I'm just being honest but the parent said "production," is that your idea of what that means?
For an MVP? Sure. I would indeed be willing to deploy this to me and my wife.
I think we’ll see a lot of layoffs and then the tech industry is going to become more vertically, integrated with product, business analysts and developers all combining into one role. It sucks because there goes one of the highest being roles in America right now that actually employed a lot of people.

Ironically, I don’t think tech support is going to be fully replaced by these anytime soon. That’s one place you definitely need to have actual people talking to other people. Lawyers and doctors are gonna be legally protected too because you still need a human to sign off on all those actions though we will probably need far fewer.

Are the models all that much better? To me it seems the tooling surrounding the models got better, but the models themselves are basically interchangeable unless you're following a bunch of flawed overfitted benchmarks.

Also MVP apps are great and all, but I've seen 0 evidence of actually useful software from all this tooling, if anything all the software I'm using has just become more buggy and less reliable over time

I don't know, even if AI allows two engineers to do the work of six, companies will likely just use that efficiency to expand their scope.
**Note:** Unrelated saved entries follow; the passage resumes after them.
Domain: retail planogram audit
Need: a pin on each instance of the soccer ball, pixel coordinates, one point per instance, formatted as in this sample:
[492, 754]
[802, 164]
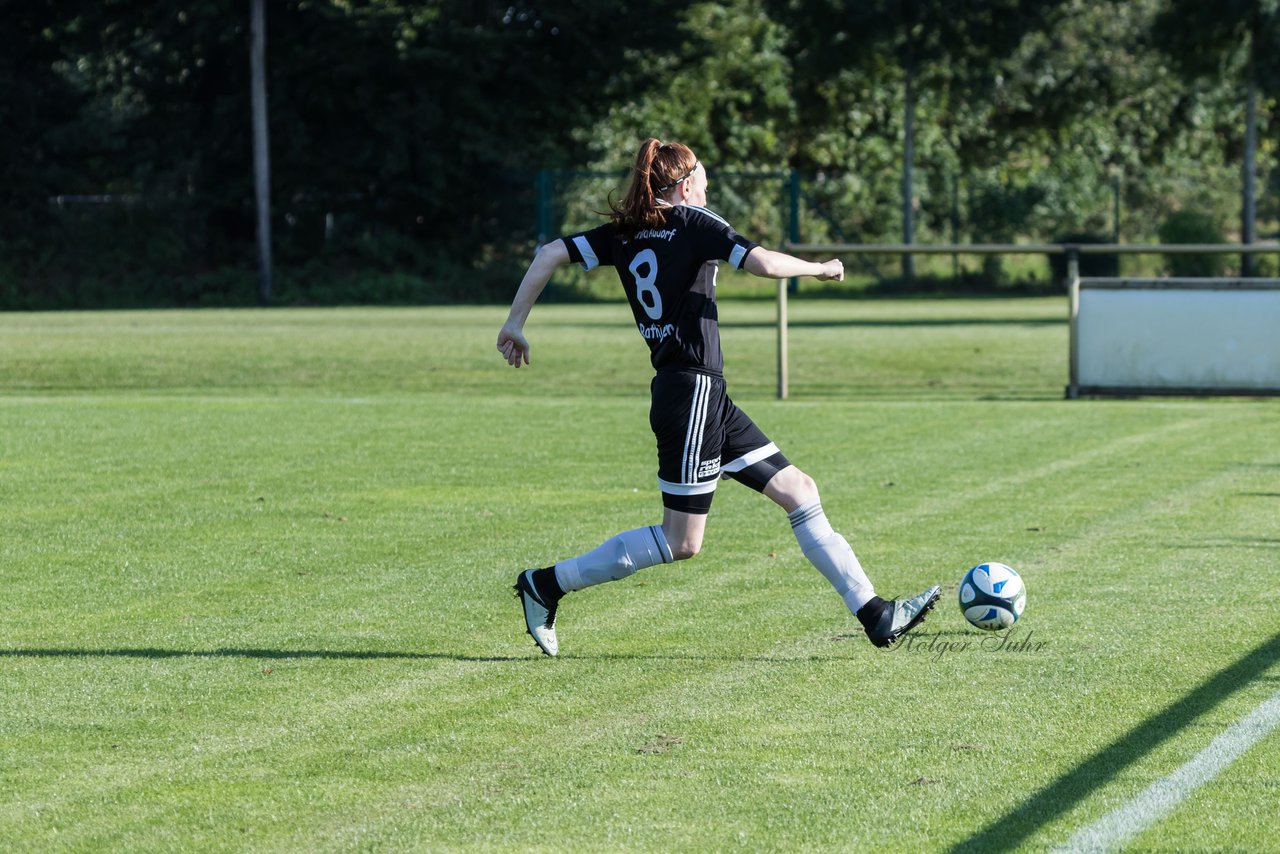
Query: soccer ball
[992, 596]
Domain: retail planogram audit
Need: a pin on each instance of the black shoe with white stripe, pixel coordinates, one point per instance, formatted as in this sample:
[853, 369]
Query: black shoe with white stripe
[539, 615]
[887, 621]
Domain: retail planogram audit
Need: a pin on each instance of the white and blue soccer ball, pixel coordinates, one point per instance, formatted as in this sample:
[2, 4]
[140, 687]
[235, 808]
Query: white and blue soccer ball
[992, 596]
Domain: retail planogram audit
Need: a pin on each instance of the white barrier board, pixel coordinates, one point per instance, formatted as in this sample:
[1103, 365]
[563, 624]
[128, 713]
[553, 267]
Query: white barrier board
[1175, 336]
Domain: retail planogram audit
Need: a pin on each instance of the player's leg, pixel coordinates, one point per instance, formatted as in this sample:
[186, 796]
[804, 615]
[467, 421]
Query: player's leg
[763, 467]
[682, 418]
[617, 557]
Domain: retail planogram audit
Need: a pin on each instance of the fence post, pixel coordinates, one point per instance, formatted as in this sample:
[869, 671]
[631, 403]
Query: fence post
[794, 223]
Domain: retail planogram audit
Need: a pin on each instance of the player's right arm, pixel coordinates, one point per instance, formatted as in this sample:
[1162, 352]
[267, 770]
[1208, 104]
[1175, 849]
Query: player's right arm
[511, 339]
[780, 265]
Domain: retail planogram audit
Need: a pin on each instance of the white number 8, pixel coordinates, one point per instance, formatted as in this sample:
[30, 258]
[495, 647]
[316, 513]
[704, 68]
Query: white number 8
[645, 291]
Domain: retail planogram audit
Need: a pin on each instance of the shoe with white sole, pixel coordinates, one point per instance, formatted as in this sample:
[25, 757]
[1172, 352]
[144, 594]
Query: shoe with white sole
[900, 616]
[539, 617]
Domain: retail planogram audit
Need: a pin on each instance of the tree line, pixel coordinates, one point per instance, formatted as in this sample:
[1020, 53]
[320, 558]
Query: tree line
[405, 137]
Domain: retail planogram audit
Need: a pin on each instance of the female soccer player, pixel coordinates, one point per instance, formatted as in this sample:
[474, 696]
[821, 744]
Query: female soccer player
[666, 247]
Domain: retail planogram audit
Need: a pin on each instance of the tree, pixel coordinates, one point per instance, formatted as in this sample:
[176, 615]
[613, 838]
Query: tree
[1238, 40]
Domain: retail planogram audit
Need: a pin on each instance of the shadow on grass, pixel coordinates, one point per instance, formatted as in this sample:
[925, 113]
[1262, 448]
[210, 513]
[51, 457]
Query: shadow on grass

I think we'll see short-term layoffs and a more stratified engineering field during the transition, but the fundamental need for deep technical expertise isn't going away.
>I don't know, even if AI allows two engineers to do the work of six, companies will likely just use that efficiency to expand their scope.

Not really. It will be a cuttthroat landscape, and the scope wont matter as much anymore. First because everyone else will equally be able to throw LLMs at the scope, but also because the scope has natural limits: your market fit, customer expectations, and (for software/hw products) physical world/manufacturing limitations.

They'll want to reduce their margins.

AI usage will directly impact said margins. Moreover, for the scenario you describe, companies need to have the capability to precisely estimate the cost of a given deliverable - not something possible with current tooling + models. You're also underestimating the market trend towards vertical integration: companies are not going to be constrained by a sector or niche. They will expand to capture as much value as they can, because now their capacity to do so is partially decoupled from labor.

It will certainly be a cutthroat landscape for engineers, but companies will be building _more_ capacity, not less. In other words, the demand won't disappear for skilled technical labor, it will just move higher up the value chain.

>You're also underestimating the market trend towards vertical integration: companies are not going to be constrained by a sector or niche. They will expand to capture as much value as they can, because now their capacity to do so is partially decoupled from labor.

They will still totally be, because the capacity to do so was never coupled to labor, it was coupled to domain knowledge, client network, other players dominating the market, and so on...

> even if AI allows two engineers to do the work of six, companies will likely just use that efficiency to expand their scope.

1) they won't, they'll just cut costs

or

2) they will, but unless it's a new scope or one that can absorb growth, they'll just be competing with other companies in the space and taking away business from them

either way, labor loses

No, my life experience tells me those companies will fire the ones they no longer need instead.